Seminar: High-performance grammar-based stream processing

2016-07-07: by Fritz Henglein (DIKU). The seminar will take place July 7th, 13.15-14.00 at University of Copenhagen, SUND/SCIENCE, Grønnegårdsvej 7, 2nd floor library, Frederiksberg C.

Refreshments will be provided and registration is not necessary.

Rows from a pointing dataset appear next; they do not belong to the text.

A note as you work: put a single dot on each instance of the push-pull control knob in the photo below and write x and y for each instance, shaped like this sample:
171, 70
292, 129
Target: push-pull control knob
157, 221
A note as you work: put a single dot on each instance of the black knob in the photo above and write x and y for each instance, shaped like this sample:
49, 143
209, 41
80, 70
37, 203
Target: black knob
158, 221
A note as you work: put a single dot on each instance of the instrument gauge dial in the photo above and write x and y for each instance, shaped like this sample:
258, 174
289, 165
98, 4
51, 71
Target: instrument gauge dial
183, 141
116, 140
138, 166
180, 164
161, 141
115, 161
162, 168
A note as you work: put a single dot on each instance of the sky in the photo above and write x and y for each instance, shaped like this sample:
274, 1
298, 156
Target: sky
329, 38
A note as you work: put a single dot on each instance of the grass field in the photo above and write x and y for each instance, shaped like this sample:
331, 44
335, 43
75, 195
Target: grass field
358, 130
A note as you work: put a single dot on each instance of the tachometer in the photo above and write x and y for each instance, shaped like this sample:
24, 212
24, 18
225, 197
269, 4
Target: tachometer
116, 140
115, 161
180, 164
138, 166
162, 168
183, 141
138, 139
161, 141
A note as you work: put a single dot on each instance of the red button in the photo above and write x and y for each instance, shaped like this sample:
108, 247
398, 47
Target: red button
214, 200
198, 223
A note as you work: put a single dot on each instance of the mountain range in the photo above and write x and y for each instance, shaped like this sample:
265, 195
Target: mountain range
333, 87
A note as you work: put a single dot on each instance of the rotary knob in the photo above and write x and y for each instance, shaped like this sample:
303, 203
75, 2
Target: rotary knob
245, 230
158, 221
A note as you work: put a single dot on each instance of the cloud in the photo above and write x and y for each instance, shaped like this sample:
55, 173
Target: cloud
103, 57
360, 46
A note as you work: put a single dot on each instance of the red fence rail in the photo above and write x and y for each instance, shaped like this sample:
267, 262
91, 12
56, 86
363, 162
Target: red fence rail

We present Kleenex, a domain-specific language consisting of context-free grammars with embedded output actions for specifying nondeterministic finite transducers, and its compilation to streaming string transducers.  It combines worst-case linear-time performance, sustained high throughput and optimal (earliest possible) output action scheduling.  Kleenex achieves consistently high single-core throughput rates of 1 Gb/s or more on stock hardware. It performs well compared to both more specialized and to general-purpose sequence processing tools such as AWK, sed, RE2, Ragel and regular-expression libraries. 
We illustrate Kleenex using an exact DNA-matching problem, present its application to approximate pattern matching (ongoing work), and discuss its possible extension (based on work at MSR Redmond and in HIPERFIT to achieve 1 Tb/s throughput on stock hardware using massive (GPU- and cluster-based) data parallelism (possible future work). 
Joint work with Bjørn Bugge Grathwohl, Ulrik Terp Rasmussen, Kristoffer Aalund Søholm, Peter Rosenberg Troelsen, Sebastian Paaske Tørholm,partially supported by the Danish Independent Research Council under Project Kleene Meets Church.